Having the Karcher mean over $\{{\textbf{C}}_i\}$ calculated, which for sake of notation simplicity will be denoted as $\mathcal{K}_{C}$ , we may align the set of covariance matrices by applying the transformation $\mathcal{K}_{C}^{-1/2}\textbf{C}_i\mathcal{K}_{C}^{-1/2}$ . Then, the geodesic mean of the new, transformed covariance matrices, will be the identity matrix. This, transfer learning, procedure is typically employed in order to align multiple recordings so that each set of covariance matrices (i.e. each set stems from a different recording or subject) is centered at (i.e. has as geodesic mean) the identity matrix. Such a procedure offers the ability to use data from previous sessions or from a dataset of past users to calibrate and initialize the decoding scheme, allowing a calibration-less mode of operation.

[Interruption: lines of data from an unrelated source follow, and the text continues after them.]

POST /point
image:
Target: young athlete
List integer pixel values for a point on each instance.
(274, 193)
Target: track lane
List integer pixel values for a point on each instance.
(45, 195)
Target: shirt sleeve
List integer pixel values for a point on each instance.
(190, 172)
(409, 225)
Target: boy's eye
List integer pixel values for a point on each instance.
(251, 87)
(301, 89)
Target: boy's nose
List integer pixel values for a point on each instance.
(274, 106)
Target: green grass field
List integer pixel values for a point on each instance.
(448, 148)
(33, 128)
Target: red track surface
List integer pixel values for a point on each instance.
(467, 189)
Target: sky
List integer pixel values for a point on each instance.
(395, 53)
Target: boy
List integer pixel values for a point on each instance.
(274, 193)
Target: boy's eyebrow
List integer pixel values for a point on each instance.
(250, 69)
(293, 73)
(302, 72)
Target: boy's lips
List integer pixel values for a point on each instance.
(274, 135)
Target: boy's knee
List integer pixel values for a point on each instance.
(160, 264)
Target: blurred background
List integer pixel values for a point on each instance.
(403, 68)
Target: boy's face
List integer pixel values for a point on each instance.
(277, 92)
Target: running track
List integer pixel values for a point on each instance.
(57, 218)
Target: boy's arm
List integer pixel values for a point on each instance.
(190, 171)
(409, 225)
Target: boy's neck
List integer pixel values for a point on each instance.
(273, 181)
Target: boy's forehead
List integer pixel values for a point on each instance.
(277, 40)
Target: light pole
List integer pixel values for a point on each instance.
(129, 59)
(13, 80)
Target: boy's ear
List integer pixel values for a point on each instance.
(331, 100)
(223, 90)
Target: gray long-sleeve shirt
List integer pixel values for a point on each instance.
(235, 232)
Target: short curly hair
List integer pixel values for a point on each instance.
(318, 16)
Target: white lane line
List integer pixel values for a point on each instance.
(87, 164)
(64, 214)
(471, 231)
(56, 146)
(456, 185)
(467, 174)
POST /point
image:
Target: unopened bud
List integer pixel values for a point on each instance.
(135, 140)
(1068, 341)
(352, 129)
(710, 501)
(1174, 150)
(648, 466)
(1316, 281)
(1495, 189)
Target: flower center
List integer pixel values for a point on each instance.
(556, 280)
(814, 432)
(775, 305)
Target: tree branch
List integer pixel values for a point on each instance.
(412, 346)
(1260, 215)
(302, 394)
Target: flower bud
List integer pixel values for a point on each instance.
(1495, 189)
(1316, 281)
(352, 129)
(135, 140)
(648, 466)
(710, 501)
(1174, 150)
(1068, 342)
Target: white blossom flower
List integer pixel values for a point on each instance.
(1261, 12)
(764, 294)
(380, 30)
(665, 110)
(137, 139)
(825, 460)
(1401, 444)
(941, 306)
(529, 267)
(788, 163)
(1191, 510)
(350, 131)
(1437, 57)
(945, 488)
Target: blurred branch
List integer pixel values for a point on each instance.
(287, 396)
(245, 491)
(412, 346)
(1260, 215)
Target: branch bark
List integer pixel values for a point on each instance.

It is important to notice that the previous algorithmic procedure of alignment, which operates on the covariance matrices, is equivalent to applying the $\mathcal{K}_{C}^{-1/2}$ as a spatial filter in the time domain. Therefore, the sensor signals X_i are spatially filtered as $\mathcal{K}_{C}^{-1/2}\textbf{X}_i$ . Exploiting Lemma 3, this is equal to $\textbf{U} \mathcal{K}_{D}^{-1/2} \textbf{U}^\top \textbf{X}_i$ . Then, replacing X_i by its linear mixture of sources (where U serves as the mixing matrix) leads to $\textbf{U} \mathcal{K}_{D}^{-1/2} \textbf{U}^\top \textbf{U} \textbf{S}_i$ . Since U is orthonormal the spatial filtering operation is equal to $\textbf{U} \mathcal{K}_{D}^{-1/2} \textbf{S}_i$ where the term $\mathcal{K}_{D}^{-1/2} \textbf{S}_i$ expresses the scaling of sources. More precisely, each row of S_i, which is a source signal, is multiplied by the corresponding diagonal element of $\mathcal{K}_{D}^{-1/2}$ . After the source signals have been scaled, they are mixed by U.

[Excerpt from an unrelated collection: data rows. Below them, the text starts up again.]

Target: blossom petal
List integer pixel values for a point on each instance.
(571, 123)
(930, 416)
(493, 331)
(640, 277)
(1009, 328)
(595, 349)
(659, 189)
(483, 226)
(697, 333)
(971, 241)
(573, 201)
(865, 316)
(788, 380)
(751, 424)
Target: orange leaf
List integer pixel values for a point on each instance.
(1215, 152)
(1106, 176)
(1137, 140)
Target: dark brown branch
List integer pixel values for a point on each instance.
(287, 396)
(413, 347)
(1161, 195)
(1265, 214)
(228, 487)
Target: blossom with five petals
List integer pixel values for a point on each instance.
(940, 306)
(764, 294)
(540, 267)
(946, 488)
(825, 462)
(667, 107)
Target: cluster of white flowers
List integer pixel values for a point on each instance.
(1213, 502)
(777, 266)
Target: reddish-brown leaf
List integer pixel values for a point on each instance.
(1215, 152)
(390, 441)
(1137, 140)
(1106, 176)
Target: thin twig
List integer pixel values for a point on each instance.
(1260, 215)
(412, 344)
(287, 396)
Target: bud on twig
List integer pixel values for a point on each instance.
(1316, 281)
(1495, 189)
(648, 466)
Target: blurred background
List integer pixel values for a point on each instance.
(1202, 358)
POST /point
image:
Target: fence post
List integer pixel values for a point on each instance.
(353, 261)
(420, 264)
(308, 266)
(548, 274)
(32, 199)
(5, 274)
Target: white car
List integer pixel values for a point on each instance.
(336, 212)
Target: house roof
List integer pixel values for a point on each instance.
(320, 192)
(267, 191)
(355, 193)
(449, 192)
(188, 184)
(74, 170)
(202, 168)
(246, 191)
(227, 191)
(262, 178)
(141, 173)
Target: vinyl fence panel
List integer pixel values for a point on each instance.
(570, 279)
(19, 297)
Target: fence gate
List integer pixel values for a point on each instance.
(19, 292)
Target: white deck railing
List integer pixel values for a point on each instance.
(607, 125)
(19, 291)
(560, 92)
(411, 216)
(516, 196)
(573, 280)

2.3.1. SPD matrix quantization

In this section we exploit jointly diagonalizable SPD matrices in order to reformulate the concept of matrix quantization in a computationally efficient way. As in the typical vector quantization, it allows us to assign each SPD matrix to its closest prototype and consequently estimate the discretized description of a probability density function over a set of predefined prototypical matrices. Therefore, the following approach gives rise to a computationally efficient framework for functional connectivity microstate analysis that abides to Riemannian geometry. The advantage of this approach is that brain's functional connectivity is investigated as whole, instead of studying connectivity features individually.

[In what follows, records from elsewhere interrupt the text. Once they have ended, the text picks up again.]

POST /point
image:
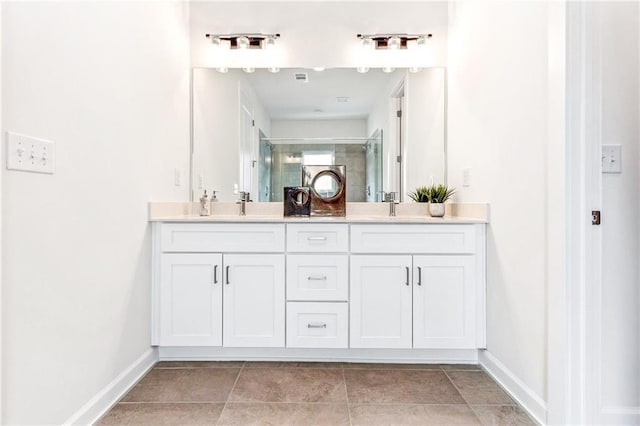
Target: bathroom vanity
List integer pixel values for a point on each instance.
(361, 287)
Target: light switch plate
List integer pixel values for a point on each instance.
(28, 154)
(611, 159)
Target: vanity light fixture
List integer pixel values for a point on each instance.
(244, 41)
(392, 41)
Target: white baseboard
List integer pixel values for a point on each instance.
(440, 356)
(110, 394)
(527, 398)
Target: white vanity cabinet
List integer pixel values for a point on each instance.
(219, 285)
(191, 299)
(431, 297)
(253, 300)
(387, 290)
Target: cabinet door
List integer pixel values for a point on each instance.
(254, 306)
(380, 301)
(444, 302)
(191, 300)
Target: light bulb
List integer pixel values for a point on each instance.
(394, 42)
(368, 43)
(270, 42)
(242, 42)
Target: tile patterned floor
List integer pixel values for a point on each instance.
(296, 393)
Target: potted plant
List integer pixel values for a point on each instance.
(435, 195)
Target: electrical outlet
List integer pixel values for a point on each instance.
(466, 177)
(611, 159)
(28, 154)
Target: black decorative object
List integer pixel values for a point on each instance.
(297, 201)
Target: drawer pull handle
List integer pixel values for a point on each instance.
(316, 325)
(317, 278)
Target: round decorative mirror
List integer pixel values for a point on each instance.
(327, 185)
(300, 197)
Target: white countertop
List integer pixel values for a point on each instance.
(456, 213)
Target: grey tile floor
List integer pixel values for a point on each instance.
(295, 393)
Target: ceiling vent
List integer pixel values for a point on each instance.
(302, 77)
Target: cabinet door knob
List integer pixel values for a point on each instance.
(316, 325)
(311, 278)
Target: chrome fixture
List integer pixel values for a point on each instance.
(390, 197)
(245, 197)
(244, 41)
(392, 41)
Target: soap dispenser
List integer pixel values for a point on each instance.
(205, 205)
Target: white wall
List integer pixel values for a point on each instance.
(317, 33)
(109, 83)
(497, 120)
(620, 206)
(424, 158)
(318, 128)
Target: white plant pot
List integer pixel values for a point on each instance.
(436, 209)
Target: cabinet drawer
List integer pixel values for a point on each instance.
(317, 238)
(223, 237)
(419, 239)
(317, 325)
(318, 277)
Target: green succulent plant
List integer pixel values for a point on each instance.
(432, 194)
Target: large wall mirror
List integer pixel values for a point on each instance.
(253, 131)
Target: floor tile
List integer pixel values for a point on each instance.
(400, 386)
(163, 414)
(289, 385)
(379, 366)
(188, 385)
(284, 364)
(412, 414)
(502, 415)
(199, 364)
(243, 413)
(477, 388)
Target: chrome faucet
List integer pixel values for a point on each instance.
(245, 197)
(390, 197)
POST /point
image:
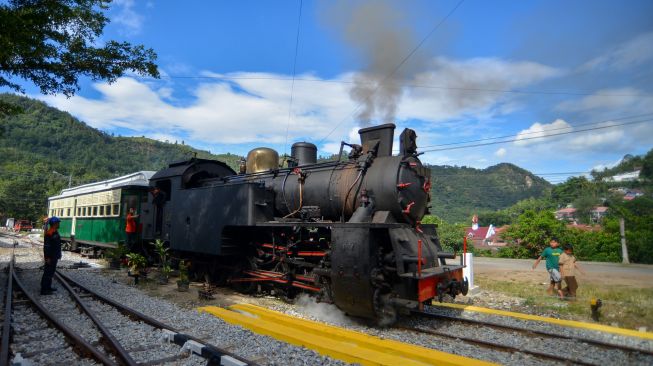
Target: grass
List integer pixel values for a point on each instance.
(622, 306)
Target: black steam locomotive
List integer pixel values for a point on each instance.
(347, 231)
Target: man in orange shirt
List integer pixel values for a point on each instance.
(130, 228)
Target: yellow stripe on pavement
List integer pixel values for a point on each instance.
(562, 322)
(339, 343)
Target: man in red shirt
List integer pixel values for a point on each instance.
(130, 228)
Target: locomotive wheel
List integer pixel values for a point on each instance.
(386, 313)
(441, 289)
(248, 264)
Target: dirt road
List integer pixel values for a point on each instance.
(631, 275)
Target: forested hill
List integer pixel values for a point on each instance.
(43, 139)
(459, 192)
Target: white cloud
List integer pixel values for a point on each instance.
(563, 139)
(631, 53)
(253, 107)
(127, 17)
(533, 134)
(473, 88)
(627, 99)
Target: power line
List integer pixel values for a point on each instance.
(538, 137)
(408, 85)
(410, 54)
(294, 68)
(536, 132)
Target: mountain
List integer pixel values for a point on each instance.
(457, 193)
(43, 140)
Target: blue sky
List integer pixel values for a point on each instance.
(492, 68)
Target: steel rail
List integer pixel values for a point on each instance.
(84, 346)
(6, 324)
(135, 314)
(534, 331)
(500, 346)
(111, 341)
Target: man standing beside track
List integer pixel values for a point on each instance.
(130, 228)
(552, 254)
(51, 255)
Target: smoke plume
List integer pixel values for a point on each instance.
(378, 31)
(321, 311)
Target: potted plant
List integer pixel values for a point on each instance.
(115, 255)
(137, 265)
(165, 269)
(183, 282)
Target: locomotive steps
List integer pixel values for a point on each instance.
(339, 343)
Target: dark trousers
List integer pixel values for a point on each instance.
(48, 273)
(572, 286)
(131, 240)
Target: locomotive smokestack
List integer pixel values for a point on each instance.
(382, 134)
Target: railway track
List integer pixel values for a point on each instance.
(51, 329)
(346, 345)
(484, 327)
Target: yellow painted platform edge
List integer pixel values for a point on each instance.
(562, 322)
(425, 354)
(335, 349)
(258, 323)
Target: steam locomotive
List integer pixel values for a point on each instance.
(348, 231)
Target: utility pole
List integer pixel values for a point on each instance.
(624, 248)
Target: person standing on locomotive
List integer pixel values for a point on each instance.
(51, 255)
(130, 228)
(158, 199)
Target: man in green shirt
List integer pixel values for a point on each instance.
(552, 254)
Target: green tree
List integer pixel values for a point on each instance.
(584, 205)
(533, 230)
(565, 193)
(451, 236)
(53, 43)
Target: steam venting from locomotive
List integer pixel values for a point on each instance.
(379, 32)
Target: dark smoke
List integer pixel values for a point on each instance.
(378, 31)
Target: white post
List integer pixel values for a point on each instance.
(624, 248)
(468, 272)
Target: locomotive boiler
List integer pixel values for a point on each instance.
(348, 231)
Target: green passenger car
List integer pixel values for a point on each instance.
(95, 213)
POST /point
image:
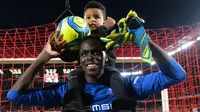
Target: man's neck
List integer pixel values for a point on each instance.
(90, 79)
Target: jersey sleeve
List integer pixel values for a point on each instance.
(50, 96)
(143, 86)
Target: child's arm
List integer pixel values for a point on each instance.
(170, 73)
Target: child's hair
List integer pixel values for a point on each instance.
(95, 4)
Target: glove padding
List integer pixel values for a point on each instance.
(132, 27)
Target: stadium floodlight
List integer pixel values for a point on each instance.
(198, 38)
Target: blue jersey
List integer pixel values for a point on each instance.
(101, 95)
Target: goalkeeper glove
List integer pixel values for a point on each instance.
(132, 27)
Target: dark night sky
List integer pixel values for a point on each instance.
(157, 13)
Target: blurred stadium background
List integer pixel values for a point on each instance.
(19, 48)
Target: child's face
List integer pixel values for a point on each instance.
(94, 17)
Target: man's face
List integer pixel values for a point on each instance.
(94, 17)
(92, 60)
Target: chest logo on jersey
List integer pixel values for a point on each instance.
(101, 107)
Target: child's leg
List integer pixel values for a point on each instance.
(75, 89)
(122, 101)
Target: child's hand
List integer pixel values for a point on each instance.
(109, 23)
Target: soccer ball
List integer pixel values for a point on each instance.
(73, 29)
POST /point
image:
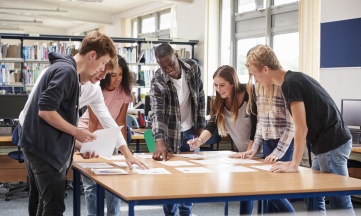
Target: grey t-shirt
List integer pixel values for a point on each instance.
(240, 130)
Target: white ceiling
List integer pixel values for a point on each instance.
(78, 13)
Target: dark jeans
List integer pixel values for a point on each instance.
(278, 205)
(185, 209)
(47, 187)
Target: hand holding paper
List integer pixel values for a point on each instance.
(104, 144)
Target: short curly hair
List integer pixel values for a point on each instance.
(127, 79)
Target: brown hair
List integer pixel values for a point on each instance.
(260, 56)
(127, 79)
(229, 74)
(100, 43)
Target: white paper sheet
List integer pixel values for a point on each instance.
(268, 167)
(239, 160)
(193, 156)
(207, 162)
(176, 163)
(152, 171)
(115, 157)
(95, 165)
(238, 169)
(194, 170)
(145, 156)
(109, 171)
(124, 164)
(104, 144)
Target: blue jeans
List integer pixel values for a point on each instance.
(47, 186)
(185, 209)
(90, 190)
(334, 161)
(278, 205)
(246, 207)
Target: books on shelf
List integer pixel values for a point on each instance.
(128, 53)
(41, 52)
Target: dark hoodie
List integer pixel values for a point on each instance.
(57, 90)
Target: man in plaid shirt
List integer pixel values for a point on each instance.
(177, 109)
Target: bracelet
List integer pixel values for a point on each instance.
(201, 140)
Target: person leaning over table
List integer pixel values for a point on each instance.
(231, 116)
(316, 118)
(275, 130)
(177, 109)
(115, 94)
(48, 121)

The most straightforward way to obtain the prototypical matrices, collectively referred to as the codebook, is through the k-means algorithm. The classical k-means algorithm has been extended particularly for the SPD manifold under several Riemannian metrics, including the AIRM [29]. Given that the initial set of matrices admits a common eigenspace and the prototypes are calculated via the Karcher mean, these prototypes abide to the same eigenspace too. In order to assign each covariance to the closest prototype, it is essential to calculate its distance from each of the available prototypes.

Formally, the codebook $\{\textbf{A}_i\}$ with $i = 1,\ldots , k$ divides the manifold into k voronoi regions as follows

$\begin{align} \textbf{R}_i & = \{\textbf{C} \in \mathit{Sym}_E^+ : \delta (\textbf{C}, \textbf{A}_i) \leqslant \delta (\textbf{C}, \textbf{A}_j) \, \forall i,\nonumber\\ j & = 1,\ldots , i-1, i+1, \ldots , k \} .\end{align} \tag{ 6 }$

Then, to assign each spatial covariance matrix C_i to its closest A_i, one has to calculate $\delta (\textbf{C}_i, \textbf{A}_j) \, \forall j = 1, \ldots ,k$ . However, both of the involved matrices admit a common eigenspace U. By exploiting the congruence invariance property of δ we may simply calculate $\delta (\textbf{U}^\top \textbf{C}_i \textbf{U}, \textbf{U}^\top \textbf{A}_j \textbf{U})$ . Since under this transformation the matrices are diagonal, the calculation of δ reduces from $\mathcal{O}(E^3)$ to $\mathcal{O}(E)$ with E being the number of sensors. Therefore, the computational cost, in the context of Riemannian geometry-based microstate analysis, is significantly reduced. This is supported by the fact that the distance function, δ, has to be computed k times (k denoting the number of prototypes that form the codebook) for each of the given covariance matrices in order to uncover the closest prototype.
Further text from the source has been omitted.